At program start, all the registers are set to zero. Then the program follows this loop:

  1. Take the value at *c and pre-cipher it. If the input is not in the graphical ASCII range then the program is malformed and must abort
  2. If the result is an instruction then execute it, otherwise do nothing
  3. Post-cipher the result, and write it back to *c
  4. Increment c and d, they will wrap upon overflow

Malbolge Reference

It should be noted that the specification and implementation differ (of course!), most notably in that the input and output instructions are reversed.
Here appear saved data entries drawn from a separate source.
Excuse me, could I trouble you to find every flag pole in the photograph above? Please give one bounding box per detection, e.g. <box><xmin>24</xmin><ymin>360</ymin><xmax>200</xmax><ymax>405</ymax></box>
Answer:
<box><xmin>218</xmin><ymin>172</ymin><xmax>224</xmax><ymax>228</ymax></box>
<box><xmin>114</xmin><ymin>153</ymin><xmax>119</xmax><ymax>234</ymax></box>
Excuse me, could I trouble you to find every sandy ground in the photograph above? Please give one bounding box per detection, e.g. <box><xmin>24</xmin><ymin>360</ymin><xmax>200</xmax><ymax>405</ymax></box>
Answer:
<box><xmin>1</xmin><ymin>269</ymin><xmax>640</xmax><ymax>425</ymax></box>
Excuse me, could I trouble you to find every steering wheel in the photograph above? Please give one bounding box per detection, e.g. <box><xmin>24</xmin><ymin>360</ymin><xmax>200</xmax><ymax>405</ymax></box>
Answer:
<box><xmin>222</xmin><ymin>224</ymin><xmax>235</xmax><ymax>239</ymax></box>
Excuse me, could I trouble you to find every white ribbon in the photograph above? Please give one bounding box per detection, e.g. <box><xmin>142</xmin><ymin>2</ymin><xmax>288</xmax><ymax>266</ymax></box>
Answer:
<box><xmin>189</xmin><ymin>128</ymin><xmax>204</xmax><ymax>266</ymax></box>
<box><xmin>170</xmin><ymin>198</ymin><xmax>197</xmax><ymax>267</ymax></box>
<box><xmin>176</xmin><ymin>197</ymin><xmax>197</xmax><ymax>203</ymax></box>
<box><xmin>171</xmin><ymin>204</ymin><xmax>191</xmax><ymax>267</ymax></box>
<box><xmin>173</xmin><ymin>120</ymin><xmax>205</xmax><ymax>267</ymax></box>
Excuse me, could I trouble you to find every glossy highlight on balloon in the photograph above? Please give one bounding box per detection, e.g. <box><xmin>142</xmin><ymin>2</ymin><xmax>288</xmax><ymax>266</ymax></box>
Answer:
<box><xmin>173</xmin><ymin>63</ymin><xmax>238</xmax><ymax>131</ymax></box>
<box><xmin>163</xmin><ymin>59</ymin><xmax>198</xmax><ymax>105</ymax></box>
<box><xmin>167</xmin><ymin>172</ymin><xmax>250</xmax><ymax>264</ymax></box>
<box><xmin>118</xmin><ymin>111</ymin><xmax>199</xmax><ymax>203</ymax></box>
As most of the existing implementations are based on the original C code, and therefore most of the existing Malbolge programs are written for that, I too have followed the reference implementation.

Specification

http://www.lscheffer.com/malbolge_spec.html

Reference implementation

http://www.lscheffer.com/malbolge_interp.html


CI System

The Malbolge project uses Github Actions to enfore strict code quality checks during a pull request:

  • Unit tests are ran
  • Unit test code coverage calculated and if it is >1% lower than the previous value, the PR is rejected (can be manually overridden)
  • Executable ran with a Hello World program and then checked with:
    • AddressSanitizer
    • LeakSanitizer
    • UndefinedBehaviorSanitizer
    • ThreadSanitizer
  • Documentation generated, if it fails (because the API has changed and the documentation comments not updated to match), then the PR is rejected
  • Release debian package and archives generated. The debian package is installed, malbolge ran, and then uninstalled - any failure in that process will cause the PR to be rejected
  • A WASM build is performed

I dabbled in clang-format, but it only seemed to make the formatting worse, so that will have to be manually checked. clang-tidy will be integrated once it supports C++20 ranges, currently v10 produces errors for them that cannot be suppressed.

Once the PR is merged, the API documentation is generated and pushed to the public documentation site.

Contributing

Issues and PRs are always welcome, but seriously - why are you using it?

Can I integrate the source into my own project?

Sure, but... Err... Why do you need it!?